Entscheidungsstichwort (Thema)

Arbeitspapiere. Ausfüllung. Handlung, unvertretbare. Herausgabe. Vollstreckung

 

Leitsatz (redaktionell)

Die Zwangsvollstreckung mittels Zwangsgeld und Zwangshaft nach § 888 ZPO dient ausschließlich dazu den Willen des Schuldners zu beugen, ist nicht aber ein Mittel von Repressalien.

 

Normenkette

ZPO §§ 883, 888

 

Verfahrensgang

ArbG Koblenz (Beschluss vom 09.02.2005; Aktenzeichen 9 Ca 2797/02)

 

Tenor

1. Auf die sofortige Beschwerde des Beschwerdeführers wird der Zwangsgeldfestsetzungsbeschluss des Arbeitsgerichts Koblenz vom 09.02.2005 – 9 Ca 2797/02 – aufgehoben.

2. Die Kosten des Beschwerdeverfahrens werden dem Beschwerdeführer auferlegt.

3. Die Rechtsbeschwerde zum Bundesarbeitsgericht wird nicht zugelassen.

 

Tatbestand

I.

Durch rechtskräftiges Versäumnisurteil des Arbeitsgerichts Koblenz – Auswärtige Kammern Neuwied – vom 27.09.2002 ist der Beklagte verpflichtet, die Lohnsteuerkarten 2000 und 2001, den Versicherungsnachweis sowie die Arbeitsbescheinigung gemäß § 312 SGB ordndungsgemäß auszufüllen und an den Kläger herauszugeben.

Dieser Verpflichtung ist der Beklagte in der Folgezeit nicht nachgekommen.

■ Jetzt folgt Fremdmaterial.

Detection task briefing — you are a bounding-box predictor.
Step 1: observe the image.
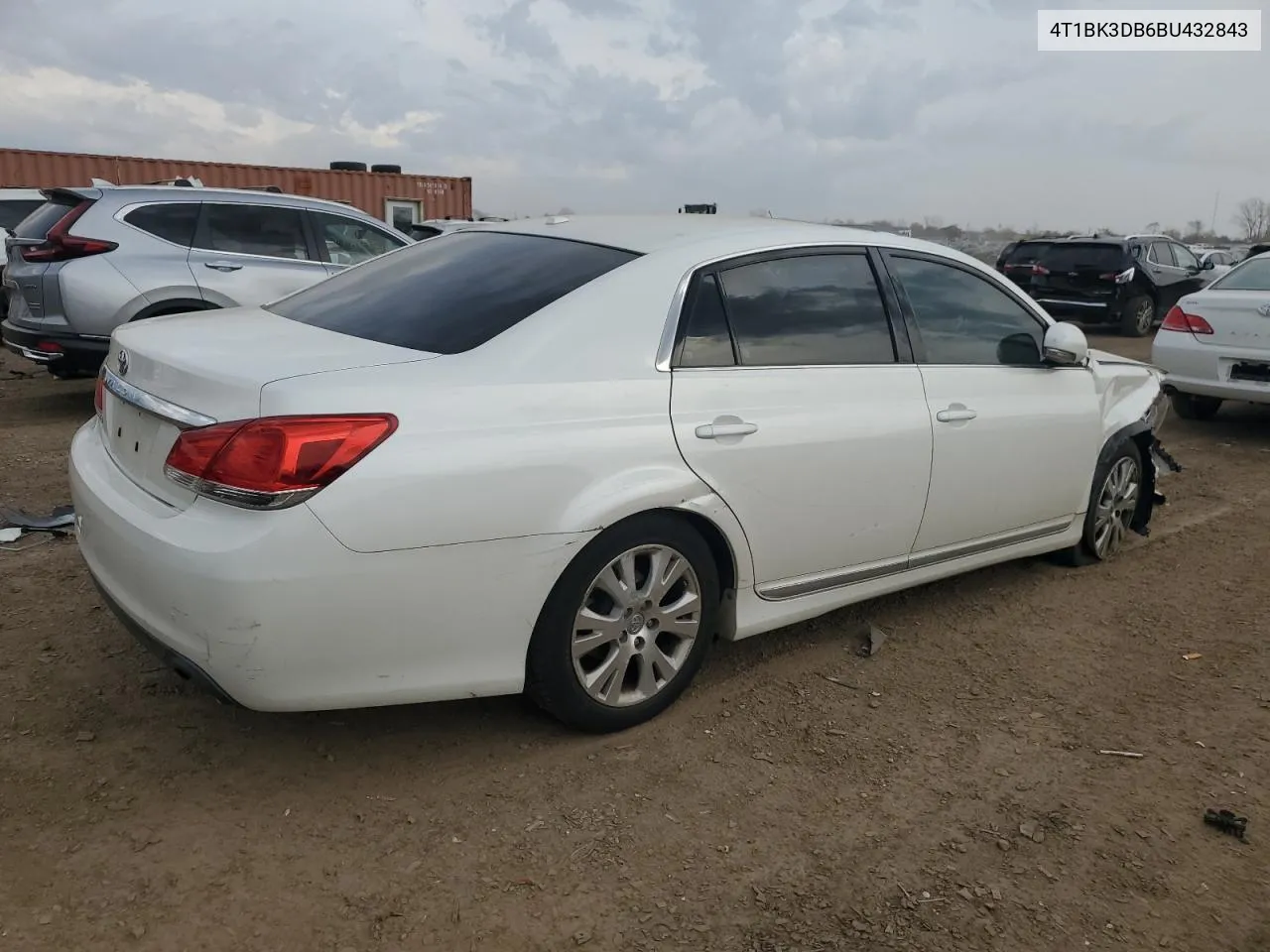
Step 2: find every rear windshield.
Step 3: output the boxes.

Das Arbeitsgericht hat daher auf Antrag des Gläubigers und nach Anhörung des Schuldners, der sich dazu nicht geäußert hat, durch Beschluss vom 09.02.2005 – zugestellt an den Schuldner am 15.02.2005 – gegen diesen zur Erzwingung der Verpflichtungen aus dem Versäumnisurteil vom 27.09.2002 ein Zwangsgeld in Höhe von 1.000,– Euro und für den Fall der Nichtbeitreibbarkeit eine Zwangshaft von drei Tagen festgesetzt.

Gegen diesen Beschluss hat der Schuldner mit einem am 18.02.2005 beim Arbeitsgericht eingegangenen Schriftsatz „Einspruch” eingelegt. Diesen begründet er damit, der Gläubiger sei als Subunternehmer auf selbständiger Basis bei ihm beschäftigt gewesen und er habe von ihm nie eine Lohnsteuerkarte erhalten. Später habe der Gläubiger unaufgefordert eine Lohnsteuerkarte für das Jahr 2001 eingesandt, die er ihm umgehend zurückgeschickt hatte, da er zu diesem Zeitpunkt nicht mehr für ihn tätig gewesen sei. Der Gläubiger habe ihm auch nie einen Versicherungsnachweis vorgelegt. Daher sei ihm die Erfüllung der Auflagen schlicht weg nicht möglich, da er sich zu keiner Zeit im Besitz der Unterlagen befunden habe.

Das Arbeitsgericht hat dem Rechtsmittel nicht abgeholfen mit der Begründung, der Schuldner habe Einwendungen erhoben, die dieser im Erkenntnisverfahren hätte vorbringen müssen und es hat das Verfahren dem Landesarbeitsgericht zur Entscheidung vorgelegt.

 

Entscheidungsgründe

II.

Das Rechtsmittel des Beschwerdeführers war als sofortige Beschwerde im Sinne von §§ 888, 793 ZPO zu behandeln. Diese wurde insbesondere form- und fristgerecht eingelegt und darüber hinaus auch noch begründet.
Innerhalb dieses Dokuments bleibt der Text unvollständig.